So far we have considered the trailing phones, now we need to look into the

first phone. The first phone needs a table with minimal collisions, since you

hardly ever misspell the first letter in the word. Ideally, the table should be

injective, but due to technical limitations it is not possible.

We will use the first bit to distinguish between vowels and consonants.

Previously we have only divided vowels into to classes, we will change that

now, but first: the consonants. To avoid repeating ourselves, we will use a

method for reusing the above tables.

Since the least important property is placed to the left, we will simply shift

it to the right (that is, truncating the rightmost bit). The least significant

bit will then be flipped when encountering a duplicate. This way we preserve

the low Hamming distance, while avoiding collisions.

The vowels are more interesting.
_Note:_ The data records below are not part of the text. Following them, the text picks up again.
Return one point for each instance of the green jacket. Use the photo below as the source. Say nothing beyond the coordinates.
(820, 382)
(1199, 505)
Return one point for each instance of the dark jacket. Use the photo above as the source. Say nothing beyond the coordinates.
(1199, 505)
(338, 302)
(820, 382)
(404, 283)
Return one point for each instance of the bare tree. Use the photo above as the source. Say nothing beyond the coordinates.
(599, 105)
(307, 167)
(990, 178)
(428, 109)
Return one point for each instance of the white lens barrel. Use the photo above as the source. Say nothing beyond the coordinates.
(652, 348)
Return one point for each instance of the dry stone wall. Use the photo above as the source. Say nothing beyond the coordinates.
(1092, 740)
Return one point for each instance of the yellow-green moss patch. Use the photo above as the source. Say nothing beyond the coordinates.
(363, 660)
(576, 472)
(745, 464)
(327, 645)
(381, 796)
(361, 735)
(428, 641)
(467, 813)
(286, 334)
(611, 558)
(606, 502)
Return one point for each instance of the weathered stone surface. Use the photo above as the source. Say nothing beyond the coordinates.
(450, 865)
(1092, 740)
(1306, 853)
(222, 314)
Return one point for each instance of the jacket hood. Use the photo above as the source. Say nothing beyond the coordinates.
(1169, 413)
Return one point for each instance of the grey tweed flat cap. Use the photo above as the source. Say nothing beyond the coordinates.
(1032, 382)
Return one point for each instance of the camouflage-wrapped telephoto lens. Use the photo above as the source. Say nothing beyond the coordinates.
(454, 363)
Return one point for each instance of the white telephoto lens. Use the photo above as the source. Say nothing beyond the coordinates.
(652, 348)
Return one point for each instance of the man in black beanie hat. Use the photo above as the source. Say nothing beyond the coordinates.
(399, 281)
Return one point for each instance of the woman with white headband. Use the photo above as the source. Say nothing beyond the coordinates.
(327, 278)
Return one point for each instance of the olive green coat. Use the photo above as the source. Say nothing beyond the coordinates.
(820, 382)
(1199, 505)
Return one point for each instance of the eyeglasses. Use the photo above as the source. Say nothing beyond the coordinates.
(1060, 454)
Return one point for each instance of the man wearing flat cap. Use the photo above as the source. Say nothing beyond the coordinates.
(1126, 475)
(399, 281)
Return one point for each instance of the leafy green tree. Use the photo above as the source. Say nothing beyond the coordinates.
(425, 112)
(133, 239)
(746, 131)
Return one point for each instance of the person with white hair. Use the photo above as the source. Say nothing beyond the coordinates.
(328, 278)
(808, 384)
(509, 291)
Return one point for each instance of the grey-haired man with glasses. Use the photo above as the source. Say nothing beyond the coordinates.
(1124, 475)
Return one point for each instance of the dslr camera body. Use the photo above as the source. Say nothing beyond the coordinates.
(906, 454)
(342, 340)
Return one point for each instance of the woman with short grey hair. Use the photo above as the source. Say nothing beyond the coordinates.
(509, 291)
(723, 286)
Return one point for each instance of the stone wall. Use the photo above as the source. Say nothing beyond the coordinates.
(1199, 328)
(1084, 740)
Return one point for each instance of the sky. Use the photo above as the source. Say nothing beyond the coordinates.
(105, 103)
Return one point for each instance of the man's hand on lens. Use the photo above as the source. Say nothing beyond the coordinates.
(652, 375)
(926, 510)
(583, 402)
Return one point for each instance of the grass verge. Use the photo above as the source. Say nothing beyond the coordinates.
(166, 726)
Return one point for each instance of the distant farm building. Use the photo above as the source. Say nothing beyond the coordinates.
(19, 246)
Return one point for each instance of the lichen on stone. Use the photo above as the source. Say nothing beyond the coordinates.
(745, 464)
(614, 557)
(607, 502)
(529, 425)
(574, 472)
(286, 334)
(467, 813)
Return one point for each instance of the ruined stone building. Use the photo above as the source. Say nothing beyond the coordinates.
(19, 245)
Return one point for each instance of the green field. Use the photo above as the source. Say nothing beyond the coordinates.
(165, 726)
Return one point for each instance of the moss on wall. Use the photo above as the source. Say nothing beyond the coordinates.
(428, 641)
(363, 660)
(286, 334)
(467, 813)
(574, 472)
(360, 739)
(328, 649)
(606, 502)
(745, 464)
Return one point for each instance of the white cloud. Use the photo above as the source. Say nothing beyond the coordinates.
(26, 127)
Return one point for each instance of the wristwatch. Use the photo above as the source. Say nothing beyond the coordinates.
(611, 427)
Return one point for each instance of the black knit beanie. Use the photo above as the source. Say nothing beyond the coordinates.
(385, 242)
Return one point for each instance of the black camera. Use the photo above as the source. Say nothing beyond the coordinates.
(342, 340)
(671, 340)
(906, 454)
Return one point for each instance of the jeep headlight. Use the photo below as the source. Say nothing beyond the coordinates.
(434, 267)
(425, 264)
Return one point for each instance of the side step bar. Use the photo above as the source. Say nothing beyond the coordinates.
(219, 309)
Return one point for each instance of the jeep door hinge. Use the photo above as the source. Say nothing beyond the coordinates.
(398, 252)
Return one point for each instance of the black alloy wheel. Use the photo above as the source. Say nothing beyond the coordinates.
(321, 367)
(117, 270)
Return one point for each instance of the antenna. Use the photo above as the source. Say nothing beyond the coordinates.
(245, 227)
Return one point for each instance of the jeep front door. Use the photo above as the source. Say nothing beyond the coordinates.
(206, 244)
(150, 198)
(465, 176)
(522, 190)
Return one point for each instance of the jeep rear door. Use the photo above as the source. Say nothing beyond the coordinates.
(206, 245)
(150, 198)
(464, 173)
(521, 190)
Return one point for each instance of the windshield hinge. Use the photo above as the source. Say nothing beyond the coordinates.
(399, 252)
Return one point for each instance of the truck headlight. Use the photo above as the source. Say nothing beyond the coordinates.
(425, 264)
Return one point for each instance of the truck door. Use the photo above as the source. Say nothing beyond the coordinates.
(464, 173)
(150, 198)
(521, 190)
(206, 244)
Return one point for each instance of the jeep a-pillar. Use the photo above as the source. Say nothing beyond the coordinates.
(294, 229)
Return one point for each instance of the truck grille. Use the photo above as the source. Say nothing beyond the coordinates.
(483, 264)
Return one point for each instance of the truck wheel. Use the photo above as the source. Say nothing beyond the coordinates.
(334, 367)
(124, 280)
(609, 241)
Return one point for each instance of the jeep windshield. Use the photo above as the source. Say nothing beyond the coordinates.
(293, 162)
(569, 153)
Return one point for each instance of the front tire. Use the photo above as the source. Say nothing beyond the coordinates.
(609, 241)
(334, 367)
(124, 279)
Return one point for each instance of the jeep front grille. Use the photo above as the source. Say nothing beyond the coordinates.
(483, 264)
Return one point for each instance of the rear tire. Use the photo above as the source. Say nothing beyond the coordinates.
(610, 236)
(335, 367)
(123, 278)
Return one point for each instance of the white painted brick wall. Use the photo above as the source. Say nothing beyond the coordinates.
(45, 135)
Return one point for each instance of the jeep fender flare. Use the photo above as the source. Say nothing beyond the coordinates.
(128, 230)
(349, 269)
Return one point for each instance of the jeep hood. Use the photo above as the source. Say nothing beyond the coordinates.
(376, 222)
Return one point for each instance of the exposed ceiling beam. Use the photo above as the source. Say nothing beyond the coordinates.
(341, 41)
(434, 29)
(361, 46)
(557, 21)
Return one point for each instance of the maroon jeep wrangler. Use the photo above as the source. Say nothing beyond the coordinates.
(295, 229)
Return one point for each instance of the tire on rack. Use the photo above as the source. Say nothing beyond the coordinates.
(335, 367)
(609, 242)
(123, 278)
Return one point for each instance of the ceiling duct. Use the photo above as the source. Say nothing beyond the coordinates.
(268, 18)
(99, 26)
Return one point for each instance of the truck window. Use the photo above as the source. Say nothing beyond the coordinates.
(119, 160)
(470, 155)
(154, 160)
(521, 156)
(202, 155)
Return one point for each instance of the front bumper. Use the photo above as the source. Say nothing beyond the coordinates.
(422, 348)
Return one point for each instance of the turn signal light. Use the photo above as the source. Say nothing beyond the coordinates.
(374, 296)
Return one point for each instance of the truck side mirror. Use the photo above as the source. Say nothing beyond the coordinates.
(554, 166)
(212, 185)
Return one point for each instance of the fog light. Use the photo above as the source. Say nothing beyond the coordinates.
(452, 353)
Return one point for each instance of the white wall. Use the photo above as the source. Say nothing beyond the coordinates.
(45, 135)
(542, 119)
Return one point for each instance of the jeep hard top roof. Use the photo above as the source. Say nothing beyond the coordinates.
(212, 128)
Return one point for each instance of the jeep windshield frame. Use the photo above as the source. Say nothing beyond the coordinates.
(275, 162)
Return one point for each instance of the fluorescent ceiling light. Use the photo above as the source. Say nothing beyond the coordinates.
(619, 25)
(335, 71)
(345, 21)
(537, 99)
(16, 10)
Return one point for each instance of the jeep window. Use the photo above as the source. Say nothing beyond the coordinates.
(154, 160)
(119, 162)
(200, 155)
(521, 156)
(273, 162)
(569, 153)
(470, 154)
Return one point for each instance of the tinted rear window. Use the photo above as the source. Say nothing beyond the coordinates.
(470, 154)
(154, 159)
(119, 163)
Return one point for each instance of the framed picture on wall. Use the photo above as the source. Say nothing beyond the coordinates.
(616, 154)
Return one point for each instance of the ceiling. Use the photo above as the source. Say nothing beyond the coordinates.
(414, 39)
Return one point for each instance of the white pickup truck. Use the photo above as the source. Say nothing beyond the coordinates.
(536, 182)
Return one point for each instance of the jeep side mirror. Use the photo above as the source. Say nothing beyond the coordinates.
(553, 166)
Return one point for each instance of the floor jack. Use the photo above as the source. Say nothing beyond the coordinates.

We need a way to distinguish between vowels

and their sounds.

Luckily, their classification is quite simple:

![IPA](https://upload.wikimedia.org/wikipedia/en/5/5a/IPA_vowel_chart_2005.png)

If a vowel appears as two phones (e.g., dependent on language), we OR them, and

possibly modify the discriminant if it collides with another phone.

We need to divide each of the axises into more than two categories, to utilize

all our bits, so some properties will have to occupy multiple bits.

| Position | Modifier | Property (vowel)    |

|----------|---------:|---------------------|

| 1        | 1        | Discriminant        |

| 2        | 2        | Is it open-mid?     |

| 3        | 4        | Is it central?      |

| 4        | 8        | Is it close-mid?    |

| 5        | 16       | Is it front?        |

| 6        | 32       | Is it close?        |

| 7        | 64       | More close than [ɜ] |

| 8        | 128      | Vowel?              |

So we make use of both properties, namely both the openness and "frontness".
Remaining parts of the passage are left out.